The Falcons, and rightly so, want their senior and colts teams to include the best players the Coast has to offer, but unfortunately, and rightly so, the bulk of the best players on the Coast don’t want to play for them. The reason? Playing in the Maroochy RSL Cup offers them an experience which is, to them, superior to lining up for the Falcons – at the moment.
Winning a FOGs Cup game for the Falcons earns you $200. Winning a Maroochy RSL Cup game for a couple of the local clubs earns you a little bit less, but if you’re at one of the leading clubs, wins come more often than they do for the Falcons. At the Falcons, there’s nothing for a loss, although that may change.

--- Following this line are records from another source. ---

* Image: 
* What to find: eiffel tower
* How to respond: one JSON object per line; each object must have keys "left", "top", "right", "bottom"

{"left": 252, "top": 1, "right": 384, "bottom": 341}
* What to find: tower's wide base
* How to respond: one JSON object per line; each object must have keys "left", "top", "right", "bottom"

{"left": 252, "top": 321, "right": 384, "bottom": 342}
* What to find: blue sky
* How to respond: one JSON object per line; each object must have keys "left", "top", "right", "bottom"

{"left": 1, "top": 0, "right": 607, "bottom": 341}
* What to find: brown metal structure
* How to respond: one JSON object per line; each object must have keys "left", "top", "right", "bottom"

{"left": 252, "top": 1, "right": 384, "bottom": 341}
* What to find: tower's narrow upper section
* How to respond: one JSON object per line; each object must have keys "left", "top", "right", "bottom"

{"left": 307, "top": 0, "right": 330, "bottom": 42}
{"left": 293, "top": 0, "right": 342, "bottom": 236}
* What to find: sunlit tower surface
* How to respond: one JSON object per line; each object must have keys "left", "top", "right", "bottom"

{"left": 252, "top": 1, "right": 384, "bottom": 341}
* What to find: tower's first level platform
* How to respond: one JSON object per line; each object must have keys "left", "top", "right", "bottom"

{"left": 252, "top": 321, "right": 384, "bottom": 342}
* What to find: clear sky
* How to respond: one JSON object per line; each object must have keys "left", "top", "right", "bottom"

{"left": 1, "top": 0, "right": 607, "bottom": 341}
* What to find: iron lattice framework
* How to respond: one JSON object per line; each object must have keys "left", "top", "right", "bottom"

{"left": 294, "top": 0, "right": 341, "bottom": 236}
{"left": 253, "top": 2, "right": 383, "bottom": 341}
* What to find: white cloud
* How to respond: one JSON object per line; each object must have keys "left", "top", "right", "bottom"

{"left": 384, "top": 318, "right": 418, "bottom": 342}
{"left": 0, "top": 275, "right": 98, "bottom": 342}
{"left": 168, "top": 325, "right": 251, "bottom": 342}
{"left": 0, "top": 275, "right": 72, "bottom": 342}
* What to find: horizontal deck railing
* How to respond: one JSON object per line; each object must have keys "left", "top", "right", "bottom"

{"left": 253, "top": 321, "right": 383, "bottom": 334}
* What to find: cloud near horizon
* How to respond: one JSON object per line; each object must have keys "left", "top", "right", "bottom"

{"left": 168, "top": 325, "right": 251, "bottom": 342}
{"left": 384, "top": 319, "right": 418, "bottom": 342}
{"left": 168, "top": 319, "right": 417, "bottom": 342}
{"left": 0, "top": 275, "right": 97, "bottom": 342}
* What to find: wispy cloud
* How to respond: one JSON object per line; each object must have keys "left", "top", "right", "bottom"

And when you play for a local club you don’t have to train as often; you don’t have to travel to Brisbane, Ipswich or the Gold Coast for a game every fortnight, and you can stay with mates you’ve played with for years.
It’s hard to see why, if you’re a leading player, you would want to go to the FOGs Cup side. Now, if the Falcons were in the Queensland Cup, the best competition in the state, rather than a reserve-grade competition, then that might be different.
The challenge of playing against the best in Queensland, making the odd appearance on ABC TV on Saturday afternoon and hopefully getting an NRL scout to look at you might encourage a few more players to switch over.
The Falcons are going to struggle attracting any players to make the move until they pay much more or make it a more attractive option. For that to happen, they will somehow need to get more money in the bank from their major sponsor and associate sponsors. You can’t force players to join the Falcons.
Once they do join, you have to make what you have at the club worth staying for and then they won’t want to go back to their local sides like so many did in the previous off-season. Playing in the Queensland Cup won’t happen until the QRL lets the Falcons in.
Until then, and unless some more funding for players is found, I fear it’s going to be uphill all the way for the FOGs.